13. A multi-agent large language model (LLM) system comprising:
multiple non-generative executive LLM agents each trained on a different set of maintenance information limited to maintenance of an aircraft; and
a generative orchestration LLM agent coupled with the executive LLM agents,
the orchestration LLM agent configured to receive a maintenance inquiry related to the aircraft, assign one or more of the executive LLM agents to examine the maintenance inquiry based on which of the different sets of the technical information that the executive LLM agents were trained, the one or more of the executive LLM agents configured to utilize aviation-domain-specific-language models (ADLMs) to identify relevant information to be output responsive to the maintenance inquiry, the one or more of the executive LLM agents configured to provide the relevant information to the orchestration LLM agent, the orchestration LLM configured to present the relevant information from the one or more of the executive LLM agents for maintenance of the aircraft.

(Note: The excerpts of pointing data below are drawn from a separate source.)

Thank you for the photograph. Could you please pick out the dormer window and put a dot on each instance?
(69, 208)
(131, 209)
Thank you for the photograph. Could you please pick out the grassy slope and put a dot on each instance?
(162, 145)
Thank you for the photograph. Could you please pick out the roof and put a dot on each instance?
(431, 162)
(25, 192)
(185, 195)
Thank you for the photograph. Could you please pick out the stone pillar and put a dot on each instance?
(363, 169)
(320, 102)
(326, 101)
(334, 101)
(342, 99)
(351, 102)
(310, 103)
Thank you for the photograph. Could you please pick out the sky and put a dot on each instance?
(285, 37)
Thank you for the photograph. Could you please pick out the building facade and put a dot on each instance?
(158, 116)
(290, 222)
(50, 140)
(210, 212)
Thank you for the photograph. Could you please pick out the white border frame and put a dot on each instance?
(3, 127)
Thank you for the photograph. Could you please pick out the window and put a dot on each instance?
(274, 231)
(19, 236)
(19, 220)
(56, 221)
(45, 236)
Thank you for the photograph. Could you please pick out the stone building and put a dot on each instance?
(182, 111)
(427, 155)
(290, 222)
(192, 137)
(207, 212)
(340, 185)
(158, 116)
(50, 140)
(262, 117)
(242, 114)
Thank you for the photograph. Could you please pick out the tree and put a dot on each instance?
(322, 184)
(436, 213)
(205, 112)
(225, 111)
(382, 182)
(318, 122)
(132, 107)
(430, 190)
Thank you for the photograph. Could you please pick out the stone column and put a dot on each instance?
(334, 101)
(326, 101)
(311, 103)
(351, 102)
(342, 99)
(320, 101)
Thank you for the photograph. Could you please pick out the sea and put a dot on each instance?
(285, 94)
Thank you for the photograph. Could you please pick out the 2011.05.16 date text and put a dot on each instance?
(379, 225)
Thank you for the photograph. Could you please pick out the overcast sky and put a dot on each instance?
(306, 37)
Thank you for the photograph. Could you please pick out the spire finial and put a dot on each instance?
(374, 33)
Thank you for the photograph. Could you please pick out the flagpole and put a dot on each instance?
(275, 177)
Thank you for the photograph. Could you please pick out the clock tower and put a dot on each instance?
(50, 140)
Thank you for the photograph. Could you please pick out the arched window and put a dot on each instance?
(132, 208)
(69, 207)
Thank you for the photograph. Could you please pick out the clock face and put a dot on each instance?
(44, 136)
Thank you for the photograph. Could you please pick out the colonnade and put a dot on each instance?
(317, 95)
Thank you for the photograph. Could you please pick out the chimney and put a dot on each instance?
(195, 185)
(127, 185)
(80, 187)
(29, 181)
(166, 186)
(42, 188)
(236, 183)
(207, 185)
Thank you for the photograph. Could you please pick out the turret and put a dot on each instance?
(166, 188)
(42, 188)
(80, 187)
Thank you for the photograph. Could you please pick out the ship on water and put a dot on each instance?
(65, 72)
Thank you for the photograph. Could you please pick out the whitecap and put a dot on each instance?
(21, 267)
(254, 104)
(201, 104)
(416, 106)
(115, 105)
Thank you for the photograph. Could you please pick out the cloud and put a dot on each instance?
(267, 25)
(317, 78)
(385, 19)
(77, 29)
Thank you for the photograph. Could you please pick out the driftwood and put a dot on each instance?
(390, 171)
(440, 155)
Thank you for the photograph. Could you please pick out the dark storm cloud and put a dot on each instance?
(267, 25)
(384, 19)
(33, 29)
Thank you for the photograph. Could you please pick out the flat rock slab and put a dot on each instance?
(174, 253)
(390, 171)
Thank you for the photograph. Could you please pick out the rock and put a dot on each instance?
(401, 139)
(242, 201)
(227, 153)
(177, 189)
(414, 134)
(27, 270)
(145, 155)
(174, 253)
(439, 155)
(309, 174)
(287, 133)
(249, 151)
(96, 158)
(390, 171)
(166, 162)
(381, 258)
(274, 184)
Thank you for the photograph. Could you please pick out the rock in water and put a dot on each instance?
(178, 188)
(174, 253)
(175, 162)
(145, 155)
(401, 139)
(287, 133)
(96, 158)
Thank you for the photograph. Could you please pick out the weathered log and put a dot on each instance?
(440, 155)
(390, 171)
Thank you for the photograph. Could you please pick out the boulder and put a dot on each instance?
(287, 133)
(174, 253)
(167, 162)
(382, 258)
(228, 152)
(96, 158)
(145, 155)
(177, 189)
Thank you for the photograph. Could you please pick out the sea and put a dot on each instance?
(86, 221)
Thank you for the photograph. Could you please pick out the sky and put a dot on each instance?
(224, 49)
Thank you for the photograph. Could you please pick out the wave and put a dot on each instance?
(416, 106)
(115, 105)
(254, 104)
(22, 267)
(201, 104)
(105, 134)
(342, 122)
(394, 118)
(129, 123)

14. The multi-agent LLM system of claim 13, wherein each of the executive LLM agents and the orchestration LLM agent comprises an application specific integrated circuit (ASIC) for an artificial neural network (ANN) of the respective generative or non-executive LLM agent, each of the ASICs of the respective generative or non-executive LLM agent comprising neurons organized in an array with each of the neurons having a register, a microprocessor, and at least an input, each of the ASICs also including synaptic circuits each having a memory for storing a synaptic weight, the neurons connected with each other via the synaptic circuits.
15. The multi-agent LLM system of claim 13, wherein the non-executive LLM agent is configured to select the one or more of the executive LLM agents for assignment to examine the maintenance inquiry using a knowledge graph model and based on which of the different sets of the technical information that the executive LLM agents were trained.
16. The multi-agent LLM system of claim 13, wherein the one or more of the executive LLM agents that are assigned to examine the maintenance inquiry are configured to use the ADLMs to reduce hallucinatory responses to the maintenance inquiry relative to the one or more of the executive LLM agents examining the one or more of the sets of the technical information using a model other than the ADLM.
17. The multi-agent LLM system of claim 13, wherein the executive LLM agents are configured to classify the maintenance inquiry based on one or more of a component classifier, a condition classifier, or an action classifier for outputting the relevant information to the non-executive LLM agent.
18. The multi-agent LLM system of claim 17, wherein the one or more of the executive LLM agents are configured to output the relevant information based on the one or more of the component classifier that identifies an aircraft component that is a subject of or related to the maintenance inquiry, the condition classifier that identifies a condition of the aircraft component, or the action classifier that identifies a responsive action to take with respect to the aircraft component.
19. The multi-agent LLM system of claim 13, wherein at least one of the executive LLM agents is trained on maintenance logbook data for one or more of the aircraft or another aircraft.
20. The multi-agent LLM system of claim 13, wherein the executive LLM agents are modular and the orchestration LLM agent is configured to one or more of add one or more additional executive LLM agents to the multi-agent LLM system or replace at least one of the executive LLM agents with another executive LLM agent.